Fousteri G, Chan JR, Zheng Y, Whiting C, Dave A, Bresson D, Croft M, von Herrath M - Diabetes (2010)

Bottom Line: The experimental aim was to evaluate the impact of dose, frequency of administration, and age at treatment on Treg induction and optimal therapeutic outcome.Here, the advantage of applying computer modeling in optimizing the therapeutic efficacy of nasal insulin immunotherapy was confirmed.In silico modeling was able to streamline the experimental design and to identify the particular time frame at which biomarkers associated with protection in live NODs were induced.

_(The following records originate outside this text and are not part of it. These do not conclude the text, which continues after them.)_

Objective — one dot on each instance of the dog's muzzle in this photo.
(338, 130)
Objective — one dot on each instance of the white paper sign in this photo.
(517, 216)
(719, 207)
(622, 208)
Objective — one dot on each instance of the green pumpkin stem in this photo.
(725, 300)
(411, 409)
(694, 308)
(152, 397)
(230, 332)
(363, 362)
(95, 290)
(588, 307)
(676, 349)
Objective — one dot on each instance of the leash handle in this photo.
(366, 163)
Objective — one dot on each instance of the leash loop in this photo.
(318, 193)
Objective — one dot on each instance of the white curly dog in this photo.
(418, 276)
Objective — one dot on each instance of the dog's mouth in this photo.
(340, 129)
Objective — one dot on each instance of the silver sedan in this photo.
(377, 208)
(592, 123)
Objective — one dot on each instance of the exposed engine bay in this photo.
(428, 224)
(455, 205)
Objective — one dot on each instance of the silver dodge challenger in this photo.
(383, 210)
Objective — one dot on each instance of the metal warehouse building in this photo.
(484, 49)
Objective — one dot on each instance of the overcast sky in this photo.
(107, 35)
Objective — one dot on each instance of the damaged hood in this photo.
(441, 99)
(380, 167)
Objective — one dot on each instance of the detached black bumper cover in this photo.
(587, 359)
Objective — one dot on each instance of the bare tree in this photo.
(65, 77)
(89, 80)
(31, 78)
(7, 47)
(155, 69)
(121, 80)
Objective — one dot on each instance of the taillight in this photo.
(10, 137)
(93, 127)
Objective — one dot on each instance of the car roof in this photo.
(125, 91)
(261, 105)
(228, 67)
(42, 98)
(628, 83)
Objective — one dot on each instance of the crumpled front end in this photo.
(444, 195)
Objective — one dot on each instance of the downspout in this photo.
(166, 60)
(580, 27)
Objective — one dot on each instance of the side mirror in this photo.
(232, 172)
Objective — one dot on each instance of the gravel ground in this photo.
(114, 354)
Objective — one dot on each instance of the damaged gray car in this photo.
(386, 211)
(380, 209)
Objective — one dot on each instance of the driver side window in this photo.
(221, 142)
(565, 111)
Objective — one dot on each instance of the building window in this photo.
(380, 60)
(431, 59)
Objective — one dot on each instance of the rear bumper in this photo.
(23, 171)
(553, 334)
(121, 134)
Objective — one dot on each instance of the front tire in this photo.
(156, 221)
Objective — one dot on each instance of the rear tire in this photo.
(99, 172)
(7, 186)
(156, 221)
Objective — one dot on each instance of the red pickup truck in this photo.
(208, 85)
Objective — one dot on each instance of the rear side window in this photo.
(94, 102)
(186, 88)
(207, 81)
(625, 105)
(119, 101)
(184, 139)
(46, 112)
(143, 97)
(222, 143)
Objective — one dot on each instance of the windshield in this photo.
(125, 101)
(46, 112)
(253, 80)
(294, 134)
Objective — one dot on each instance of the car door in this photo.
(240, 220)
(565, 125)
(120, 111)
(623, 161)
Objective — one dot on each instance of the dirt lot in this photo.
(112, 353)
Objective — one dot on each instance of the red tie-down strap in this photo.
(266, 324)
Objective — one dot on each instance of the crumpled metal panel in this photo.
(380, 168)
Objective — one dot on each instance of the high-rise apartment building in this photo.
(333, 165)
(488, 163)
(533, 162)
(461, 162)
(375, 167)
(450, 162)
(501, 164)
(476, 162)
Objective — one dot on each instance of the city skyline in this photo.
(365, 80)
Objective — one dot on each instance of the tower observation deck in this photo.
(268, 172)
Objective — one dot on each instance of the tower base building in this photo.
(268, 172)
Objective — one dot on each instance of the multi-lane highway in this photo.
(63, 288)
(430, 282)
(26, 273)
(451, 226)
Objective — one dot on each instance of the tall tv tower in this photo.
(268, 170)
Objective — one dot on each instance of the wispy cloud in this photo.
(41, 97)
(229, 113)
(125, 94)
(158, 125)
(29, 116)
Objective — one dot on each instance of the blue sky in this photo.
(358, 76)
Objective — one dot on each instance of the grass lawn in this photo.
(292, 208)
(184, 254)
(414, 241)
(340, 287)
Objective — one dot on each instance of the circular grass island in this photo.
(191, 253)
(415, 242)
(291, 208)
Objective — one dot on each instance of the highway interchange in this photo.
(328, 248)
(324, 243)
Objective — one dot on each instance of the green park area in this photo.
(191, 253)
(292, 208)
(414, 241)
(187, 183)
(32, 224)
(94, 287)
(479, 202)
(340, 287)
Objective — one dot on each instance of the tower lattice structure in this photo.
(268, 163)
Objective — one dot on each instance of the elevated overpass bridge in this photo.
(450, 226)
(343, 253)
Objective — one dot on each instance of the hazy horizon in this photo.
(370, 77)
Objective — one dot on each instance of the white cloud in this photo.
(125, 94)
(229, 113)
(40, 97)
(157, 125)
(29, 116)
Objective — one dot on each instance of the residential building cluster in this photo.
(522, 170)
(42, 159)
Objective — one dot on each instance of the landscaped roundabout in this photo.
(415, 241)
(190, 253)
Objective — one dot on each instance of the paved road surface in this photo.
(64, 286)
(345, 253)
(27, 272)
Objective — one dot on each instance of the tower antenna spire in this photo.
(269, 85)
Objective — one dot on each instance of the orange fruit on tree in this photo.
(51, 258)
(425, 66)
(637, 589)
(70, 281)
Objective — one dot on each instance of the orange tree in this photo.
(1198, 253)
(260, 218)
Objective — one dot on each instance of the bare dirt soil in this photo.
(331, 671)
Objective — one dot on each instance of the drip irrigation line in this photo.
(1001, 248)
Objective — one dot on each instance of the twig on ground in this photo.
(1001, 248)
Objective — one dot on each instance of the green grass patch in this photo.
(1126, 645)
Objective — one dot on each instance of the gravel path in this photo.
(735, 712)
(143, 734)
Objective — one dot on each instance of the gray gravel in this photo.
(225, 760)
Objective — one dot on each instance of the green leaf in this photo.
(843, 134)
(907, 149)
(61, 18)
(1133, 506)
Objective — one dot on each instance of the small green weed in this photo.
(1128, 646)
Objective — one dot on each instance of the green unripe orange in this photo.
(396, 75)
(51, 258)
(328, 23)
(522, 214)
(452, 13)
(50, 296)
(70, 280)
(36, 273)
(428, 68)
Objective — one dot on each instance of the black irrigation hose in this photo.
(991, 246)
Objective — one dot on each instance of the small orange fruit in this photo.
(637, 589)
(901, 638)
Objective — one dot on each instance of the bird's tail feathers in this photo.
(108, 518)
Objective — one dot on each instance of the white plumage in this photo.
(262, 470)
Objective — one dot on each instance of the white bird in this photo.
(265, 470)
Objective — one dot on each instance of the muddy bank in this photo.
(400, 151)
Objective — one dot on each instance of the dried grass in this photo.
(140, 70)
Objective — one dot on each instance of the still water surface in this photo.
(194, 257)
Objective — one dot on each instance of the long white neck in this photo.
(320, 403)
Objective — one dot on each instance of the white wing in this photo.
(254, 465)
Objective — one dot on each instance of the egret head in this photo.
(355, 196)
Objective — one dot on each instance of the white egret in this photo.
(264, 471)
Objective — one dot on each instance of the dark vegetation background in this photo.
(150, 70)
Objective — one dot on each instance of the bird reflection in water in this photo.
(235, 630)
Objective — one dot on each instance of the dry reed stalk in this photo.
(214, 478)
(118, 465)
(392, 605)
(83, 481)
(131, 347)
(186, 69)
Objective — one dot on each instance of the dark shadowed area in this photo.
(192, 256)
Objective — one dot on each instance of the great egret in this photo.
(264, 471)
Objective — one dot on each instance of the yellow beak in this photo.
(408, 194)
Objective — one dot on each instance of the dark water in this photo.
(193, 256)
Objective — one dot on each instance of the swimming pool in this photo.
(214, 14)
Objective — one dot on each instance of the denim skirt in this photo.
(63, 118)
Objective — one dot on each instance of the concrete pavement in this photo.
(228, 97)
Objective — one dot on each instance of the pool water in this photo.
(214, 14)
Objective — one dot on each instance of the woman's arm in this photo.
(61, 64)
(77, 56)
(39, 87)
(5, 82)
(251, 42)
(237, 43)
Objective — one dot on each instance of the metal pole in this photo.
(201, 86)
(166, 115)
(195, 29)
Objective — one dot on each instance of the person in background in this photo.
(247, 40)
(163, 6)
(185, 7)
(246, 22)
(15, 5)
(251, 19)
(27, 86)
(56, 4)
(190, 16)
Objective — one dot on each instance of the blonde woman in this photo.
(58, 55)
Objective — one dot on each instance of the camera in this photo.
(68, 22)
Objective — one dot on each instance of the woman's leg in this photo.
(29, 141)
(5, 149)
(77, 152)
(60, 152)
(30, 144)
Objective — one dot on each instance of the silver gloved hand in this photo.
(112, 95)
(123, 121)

View Article: PubMed Central - PubMed

Affiliation: Diabetes Center, La Jolla Institute for Allergy and Immunology, La Jolla, California, USA.

ABSTRACT

Objective: Development of antigen-specific strategies to treat or prevent type 1 diabetes has been slow and difficult because of the lack of experimental tools and defined biomarkers that account for the underlying therapeutic mechanisms.

Research design and methods: The type 1 diabetes PhysioLab platform, a large-scale mathematical model of disease pathogenesis in the nonobese diabetic (NOD) mouse, was used to investigate the possible mechanisms underlying the efficacy of nasal insulin B:9-23 peptide therapy. The experimental aim was to evaluate the impact of dose, frequency of administration, and age at treatment on Treg induction and optimal therapeutic outcome.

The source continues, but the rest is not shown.